Python is a double-loop corkscrew roller coaster in the Efteling amusement park in the Netherlands. It opened as the largest steel roller coaster on the European mainland.

==History==
With Python, Efteling started the implementation of a new strategy: development from a fairy-tale forest into an all-round amusement park. This change led to many problems with the local community. Environmentalists tried to get the building permit withdrawn, and the park's neighbors feared problems arising from growing visitor numbers. Because of the likely noise pollution, the highest court of public justice ordered the construction to be stopped. After some time, construction recommenced, but legal problems continued for several more years.

In 1989, a real Porsche 944 S2 was attached to one of the coaster's trains for the filming of a Porsche commercial.

In 1995, when operating hours were extended until 10 pm, the coaster's 45-decibel noise level became a problem once more. Plans were submitted to the local municipality, describing an extension and complete renovation of the coaster, which would reduce the noise substantially. Due to the high cost, the funds were allocated to the construction of a new enclosed (to reduce noise problems for the park's surroundings) roller coaster, 'Vogel Rok'.

Efteling hoped to get a night license for Python with some small renovations (new trains and a chain lift), but only with a change in the permit could Python remain open until 10 pm.

In 2005 the trains were replaced by Kumbak Coasters designed by Karel Willemen and in December 2011 with Vekoma MK1212 trains.

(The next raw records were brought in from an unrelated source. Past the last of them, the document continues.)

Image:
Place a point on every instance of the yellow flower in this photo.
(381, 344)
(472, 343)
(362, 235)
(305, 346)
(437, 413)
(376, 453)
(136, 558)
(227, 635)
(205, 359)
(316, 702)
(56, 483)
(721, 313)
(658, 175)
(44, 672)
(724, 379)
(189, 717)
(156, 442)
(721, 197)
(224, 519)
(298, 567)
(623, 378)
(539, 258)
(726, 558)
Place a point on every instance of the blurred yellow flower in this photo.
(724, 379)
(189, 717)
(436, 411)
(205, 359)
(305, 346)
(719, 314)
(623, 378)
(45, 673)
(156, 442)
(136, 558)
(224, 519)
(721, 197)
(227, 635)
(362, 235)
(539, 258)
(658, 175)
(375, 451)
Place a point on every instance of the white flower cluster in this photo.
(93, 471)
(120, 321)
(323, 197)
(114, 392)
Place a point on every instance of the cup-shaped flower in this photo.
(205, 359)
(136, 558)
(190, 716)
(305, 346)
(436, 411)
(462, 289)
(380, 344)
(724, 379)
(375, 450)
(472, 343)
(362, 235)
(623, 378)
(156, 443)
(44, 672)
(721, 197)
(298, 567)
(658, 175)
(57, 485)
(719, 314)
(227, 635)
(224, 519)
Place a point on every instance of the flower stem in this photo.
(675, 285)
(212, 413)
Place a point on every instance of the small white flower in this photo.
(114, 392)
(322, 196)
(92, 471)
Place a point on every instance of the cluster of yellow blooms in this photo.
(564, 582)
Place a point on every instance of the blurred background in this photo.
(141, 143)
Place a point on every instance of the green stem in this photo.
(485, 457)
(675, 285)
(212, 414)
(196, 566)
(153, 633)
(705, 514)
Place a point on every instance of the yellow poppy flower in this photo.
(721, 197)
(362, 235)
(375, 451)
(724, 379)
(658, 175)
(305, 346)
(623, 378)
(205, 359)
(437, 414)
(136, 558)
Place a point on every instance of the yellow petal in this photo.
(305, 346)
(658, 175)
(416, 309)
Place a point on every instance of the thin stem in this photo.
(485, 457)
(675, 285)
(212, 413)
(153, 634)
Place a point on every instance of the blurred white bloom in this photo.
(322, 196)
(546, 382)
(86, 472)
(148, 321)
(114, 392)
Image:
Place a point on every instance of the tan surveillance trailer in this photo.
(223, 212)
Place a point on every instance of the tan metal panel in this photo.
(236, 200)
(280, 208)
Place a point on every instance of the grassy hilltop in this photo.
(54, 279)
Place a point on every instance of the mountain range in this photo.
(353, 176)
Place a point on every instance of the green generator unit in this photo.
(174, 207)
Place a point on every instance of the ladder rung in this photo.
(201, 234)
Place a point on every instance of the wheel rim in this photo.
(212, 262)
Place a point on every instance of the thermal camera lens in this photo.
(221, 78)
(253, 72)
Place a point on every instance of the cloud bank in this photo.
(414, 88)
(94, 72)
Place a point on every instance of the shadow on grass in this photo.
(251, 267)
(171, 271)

In 2017 Efteling decided to rebuild the old coaster, because the quality of the steel was deteriorating. While the general layout remained the same, the track was redesigned to provide a smoother ride. In 2018 Efteling demolished the old track. The station, lift hill, first drop, and brake-run remained. The Belgian company CSM produced the new track. The ride reopened on the 31 March 2018.

==Characteristics==
In January 2012, Python was given new trains with vest restraints to provide a more comfortable, smoother ride experience.

==Incidents==
- In September 2005, a wheel broke loose and an employee got slightly injured.
- On 30 July 2007, the ride became stuck almost halfway over the top of the lift hill. One staff member started evacuating the train while another tried to pull the car back. After having evacuated the back two cars, the train's centre of mass shifted to the front and the train started moving again, completing the rest of the circuit. One staff member was injured. The safety belt of one passenger was open at the time, but they were able to close it in time. Since the incident the evacuation protocol has been revised. Visitors will always be evacuated by the park's own fire brigade and the train will always be fixed before evacuation.